Orden del director o 1er AD para iniciar cámara y sonido — la grabación comienza al instante. Todo después es una toma.
La orden «¡Cámara en marcha!» es el pistoletazo de salida para cada toma — el momento en el que el material realmente fluye hacia la tarjeta de memoria. Tan pronto como se pronuncian estas palabras, la cámara está grabando y el sonido se registra. Ya no hay vuelta atrás, ni ensayos. El 1er AD o el director dan esta orden después de que todas las posiciones hayan sido comprobadas: actores en su sitio, luz estable, sonido listo, cámara enfocada. Quien siga caminando o ajustando materiales antes de tiempo se autoexcluye de la toma.
En la práctica funciona así: el director da la señal. El 1er AD o un asistente designado anuncia «¡Cámara en marcha!» alto y claro. El foquista confirma que el enfoque es correcto. El técnico de sonido asiente. Solo entonces el director dice «¡Acción!». A menudo hay un segundo de silencio entre medias — esta zona de amortiguación es importante para que la cámara alcance su velocidad de grabación y el sonido se estabilice. En las cámaras digitales esto ocurre muy rápido, pero la rutina se mantiene: confirmación antes de la interpretación. En el cine analógico de 35 mm, en cambio, transcurren verdaderos segundos entre «¡Cámara en marcha!» y la grabación utilizable — aquí la orden es una verdadera orden de espera, no un proceso simultáneo.

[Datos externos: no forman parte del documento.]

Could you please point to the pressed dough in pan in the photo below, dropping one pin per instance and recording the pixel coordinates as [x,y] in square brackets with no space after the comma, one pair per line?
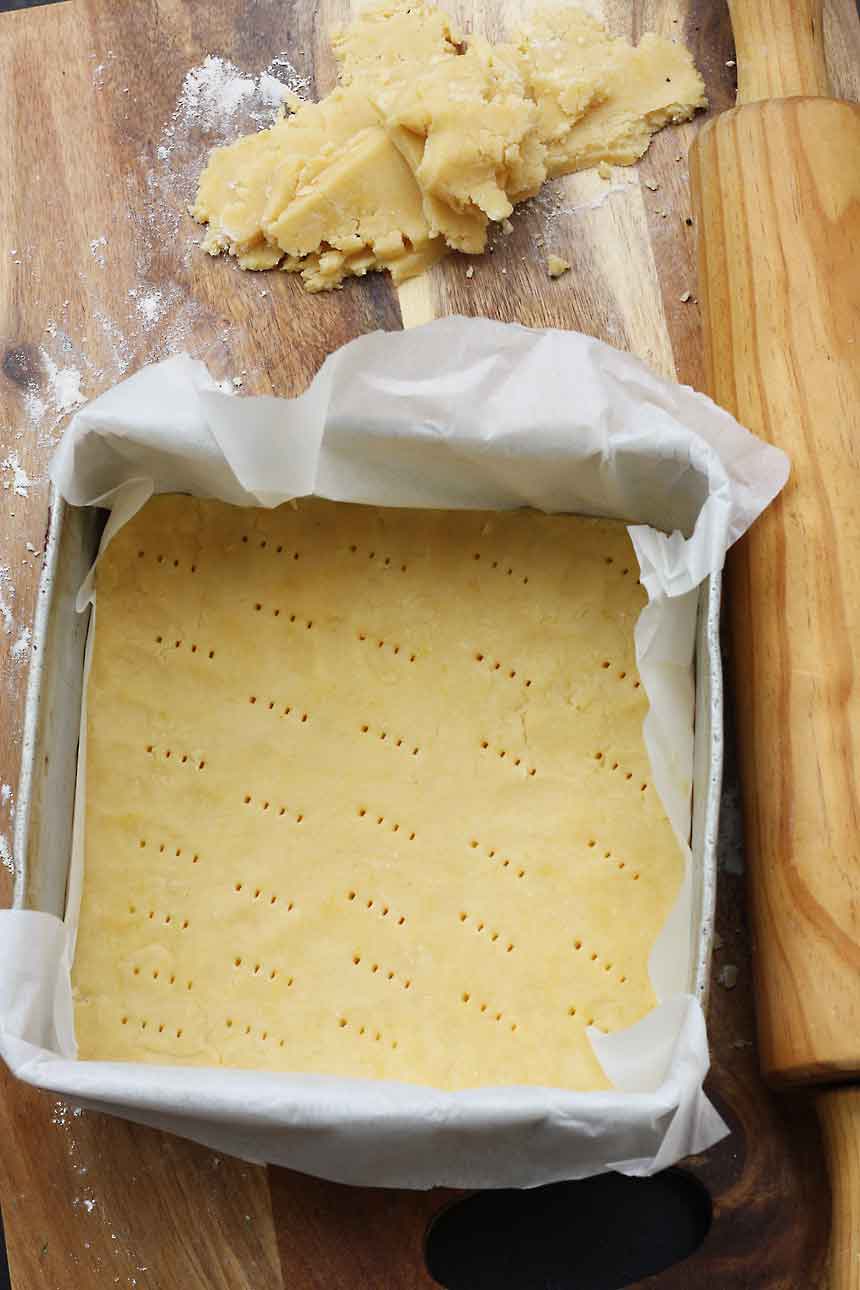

El mayor error de la dirección inexperta: decir «¡Cámara en marcha!» y «¡Acción!» en la misma frase. Esto lleva a tomas perdidas porque la cámara aún no está proporcionando imágenes estables o el sonido aún no está en el nivel correcto. El «¡Corten!» al final también debe ordenarse claramente — solo entonces se acaba realmente. Lo que sucede después ya es material que puede ser visible en el montaje si la cámara sigue en marcha.
En el set escucharás esta llamada docenas de veces al día. Marca la transición psicológica: de la preparación a la interpretación. Los actores lo sienten de inmediato — la tensión corporal cambia. Por eso, el cumplimiento de esta regla no solo es técnicamente sensato, sino también un límite mental entre el ensayo y la toma. Quien la incumple, pierde continuidad y confianza en el proceso de grabación.